There are far simpler ways to deal with leftover Christmas ham. Cut it into thin slices and slap between slices of bread. Add to pasta or rice. Sprinkle on salad… But there’s nothing more satisfying than ham steak cooked in butter and honey.
But, first, let’s make it clear. This is not a cooking technique one would use to serve dry-cured hams like the Italian prosciutto, and Spanish jamon serrano and jamon iberico. Those hams aren’t meant to be cooked. You shave them thinly and eat raw. Cook it and you’ll just ruin the flavor and texture.
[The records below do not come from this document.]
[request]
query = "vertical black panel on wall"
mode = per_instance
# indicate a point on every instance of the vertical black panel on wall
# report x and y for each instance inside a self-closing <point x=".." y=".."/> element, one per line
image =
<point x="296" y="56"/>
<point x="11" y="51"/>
When cooking ham steak, we use cooked ham. You can cut thick slices from a whole leg, a loaf that came out of can or from a slab of home-cured pork. What you see here came from a two-kilogram slab of pork that was wet-cured here at home. I made it pretty much the same way I brine corned beef — for ten days in the refrigerator.
Butter? Oh, yes. To moisten the meat and give it more flavor. Melt butter in a frying pan, lay down your thick slice of ham and leave for the underside to brown a little. Flip to do the same with the other side.
Then, pour in honey. Not only does honey balance the saltiness of ham, it also caramelizes and forms a light crust on the meat. Just let the ham braise in the butter-honey combo until the mixture starts to thicken, flip the ham over and braise some more until the braising liquid sticks to the surface of the meat.
How should the ham steak be served? Enjoy it with bread, rice or mashed potatoes. If you’re having it for brunch, you may even want to top it with a fried egg.
Leftover Christmas ham steak
- 1 thick slice fully cooked ham an inch thick is ideal
- 2 tablespoons butter
- ¼ cup honey
- bread to serve
- fried egg to serve (optional)
- Melt one tablespoon butter in a pan.
- Lay the ham in the hot butter and cook for a minute until the underside the lightly browned.
- Drop in the remaining butter, flip the ham over and brown the opposite side.
- Pour in the honey directly over them.
- Allow the honey and butter to blend and cook the ham until the liquid starts to thicken.
- Turn the ham over a few times during the last minute of cooking until the butter and honey has turned to a sticky glaze.